7- Con il quarto motivo la ricorrente lamenta la “omessa motivazione circa un punto decisivo della controversia in relazione alla richiesta in via subordinata di compensazione delle spese e violazione dell’art. 92 c.p.c.” avendo la Corte territoriale sancito la totale soccombenza dell’esponente, non tenendo conto della particolarità della fattispecie, con specifico riguardo alla situazione di apparenza che si sarebbe venuta a creare in merito alla intercambiabilità -nella veste di soggetto che poteva impegnare la società- tra L. e O.M..

7/a – Il motivo è infondato in quanto l’unico limite che incontrava la facoltà discrezionale del giudice dell’appello nella ripartizione dell’onere delle spese era costituito dal divieto di condanna della parte totalmente vittoriosa; va anche sottolineato che nella fattispecie la B. non avrebbe potuto neppure in thesi addurre il principio dell’apparenza di un potere rappresentativo in capo a O.L. in quanto, in tema di contratto preliminare di compravendita immobiliare, detto principio non può essere invocato dal promissario acquirente che abbia confidato nella sussistenza del potere rappresentativo del contraente che abbia speso il nome del promittente alienante, pur in assenza di una procura rilasciata in forma scritta, giacchè per il contratto preliminare è richiesta la stessa forma, scritta ad substantiam (art. 1350 e 1351 c.c.), stabilita per il negozio definitivo (cfr. sul punto, anche per i riflessi in merito alla forma della ratifica: Cass. 9505/2010).

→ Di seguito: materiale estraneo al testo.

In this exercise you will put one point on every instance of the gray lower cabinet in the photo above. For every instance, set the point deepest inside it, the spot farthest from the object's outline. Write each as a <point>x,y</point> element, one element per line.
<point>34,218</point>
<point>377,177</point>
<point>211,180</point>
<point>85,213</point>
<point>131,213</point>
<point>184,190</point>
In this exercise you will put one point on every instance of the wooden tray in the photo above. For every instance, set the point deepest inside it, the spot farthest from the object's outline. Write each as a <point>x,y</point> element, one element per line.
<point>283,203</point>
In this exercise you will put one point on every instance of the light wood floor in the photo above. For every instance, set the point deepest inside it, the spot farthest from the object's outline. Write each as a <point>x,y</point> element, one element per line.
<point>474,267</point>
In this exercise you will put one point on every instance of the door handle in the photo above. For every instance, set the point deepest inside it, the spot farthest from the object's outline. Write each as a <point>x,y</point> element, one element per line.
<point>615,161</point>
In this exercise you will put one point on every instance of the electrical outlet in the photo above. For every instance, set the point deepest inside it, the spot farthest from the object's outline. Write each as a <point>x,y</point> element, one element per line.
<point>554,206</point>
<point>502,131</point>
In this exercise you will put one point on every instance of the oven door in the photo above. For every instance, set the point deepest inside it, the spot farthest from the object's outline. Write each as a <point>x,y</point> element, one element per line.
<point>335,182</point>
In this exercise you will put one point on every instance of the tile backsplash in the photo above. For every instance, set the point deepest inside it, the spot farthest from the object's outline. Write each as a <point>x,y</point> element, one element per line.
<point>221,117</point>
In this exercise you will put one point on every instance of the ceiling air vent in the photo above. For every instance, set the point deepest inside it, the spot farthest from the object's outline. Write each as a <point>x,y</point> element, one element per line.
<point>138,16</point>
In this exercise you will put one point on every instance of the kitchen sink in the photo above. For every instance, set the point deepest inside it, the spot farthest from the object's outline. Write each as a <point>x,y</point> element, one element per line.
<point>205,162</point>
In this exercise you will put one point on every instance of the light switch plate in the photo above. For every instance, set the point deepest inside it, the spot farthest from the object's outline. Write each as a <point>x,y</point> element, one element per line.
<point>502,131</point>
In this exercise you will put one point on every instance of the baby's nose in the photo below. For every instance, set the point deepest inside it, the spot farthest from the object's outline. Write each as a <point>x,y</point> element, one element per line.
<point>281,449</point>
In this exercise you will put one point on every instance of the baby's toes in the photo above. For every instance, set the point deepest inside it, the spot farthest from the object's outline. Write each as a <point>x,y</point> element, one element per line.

8 – Le spese del giudizio di legittimità vanno poste a carico della ricorrente.

P.Q.M.

LA CORTE Rigetta il ricorso e condanna parte ricorrente al pagamento delle spese del giudizio di legittimità che liquida in Euro 3.500,00 per onorari ed Euro 200,00 per esborsi, oltre IVA, GAP e spese generali come per legge.

Così deciso in Roma, nella camera di consiglio della 2^ Sezione Civile della Corte di Cassazione, il 20 aprile 2011.